For the first time in Senate history, a bill has been introduced to encourage agencies not to discriminate against lesbian, gay, bisexual and transgender couples seeking to adopt.
“As more and more LGBT couples are getting married and starting families, we have a great opportunity to place children without a family into happy homes,” said Sen. Kirsten E. Gillibrand, New York Democrat and lead sponsor of the Every Child Deserves a Family Act, Monday at the Huffington Post.
The past year has seen many moves toward gay equality, and “the momentum is there to build on our progress,” she said, noting the repeal of “don’t ask, don’t tell,” passage of gay marriage in New York and the “unprecedented assault” on the Defense of Marriage Act (DOMA) in the U.S. Senate and in the courts.
Ms. Gillibrand’s bill would deny federal funding to any entity that considers sexual orientation, gender identity or marital status when contemplating prospective foster or adoptive families. A companion bill already has been introduced in the House by Rep. Fortney Pete Stark, California Democrat.
Congress spends more than $8 billion a year on child welfare, and many more children could be adopted if agencies accepted gay couples, the senator said. Instead, 31 states practice some form of discrimination against such couples.
In recent years, many religious organizations have protested when governments have begun insisting that unmarried couples be considered as foster and adoptive parents. Notably, Catholic agencies have withdrawn from child-placement services.
Still, many such adoptions occur. The Evan B. Donaldson Adoption Institute recently issued a report that said about 65,000 adopted children and 14,000 foster children live in homes headed by non-heterosexuals.
Part of the reason child-welfare and health associations support gay adoption is because advocates say research indicates that children raised in gay homes do as well as, or even better than, children raised by heterosexual couples.
However, a new in-depth review of 59 studies on gay parenting has concluded that such “strong assertions” about gay parenting are “not empirically warranted.”

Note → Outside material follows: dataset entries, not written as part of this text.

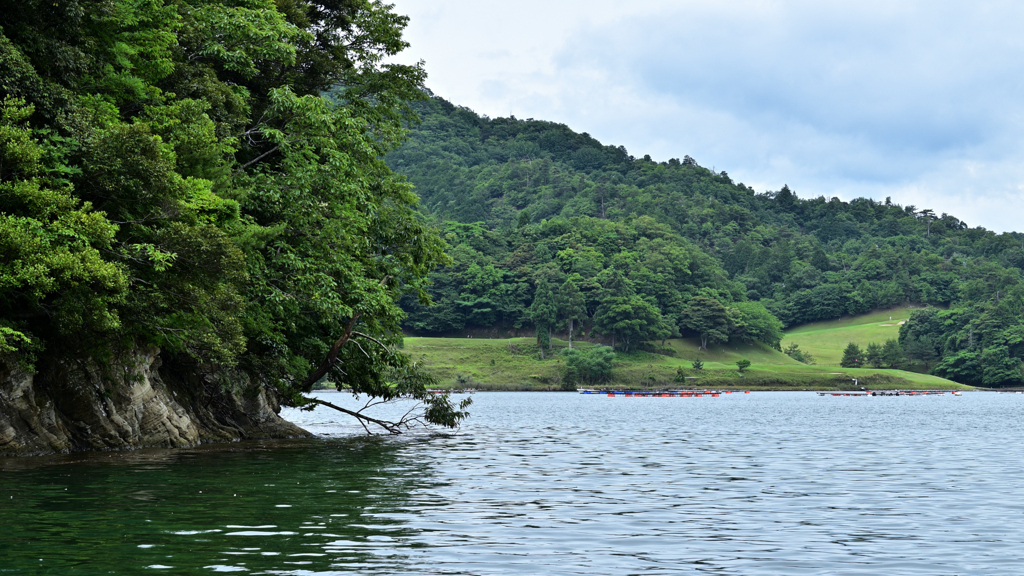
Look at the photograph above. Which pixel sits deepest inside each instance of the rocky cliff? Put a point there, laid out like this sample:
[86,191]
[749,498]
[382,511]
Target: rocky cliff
[134,402]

Most of the 59 gay-parenting studies involve children of high-income white lesbian mothers or tended to use very small samples; studied children but not teens; and either had no comparison families or compared lesbian-led homes with single-mother-led homes, wrote Louisiana State University family science professor Loren Marks.
These and other weaknesses cannot support broad statements that there are “no significant differences” between being raised in same-sex versus mother-father homes, wrote Mr. Marks, whose analysis was included in the Oct. 15 briefs filed by the House of Representatives in its defense of DOMA in Pedersen v. Office of Personnel Management.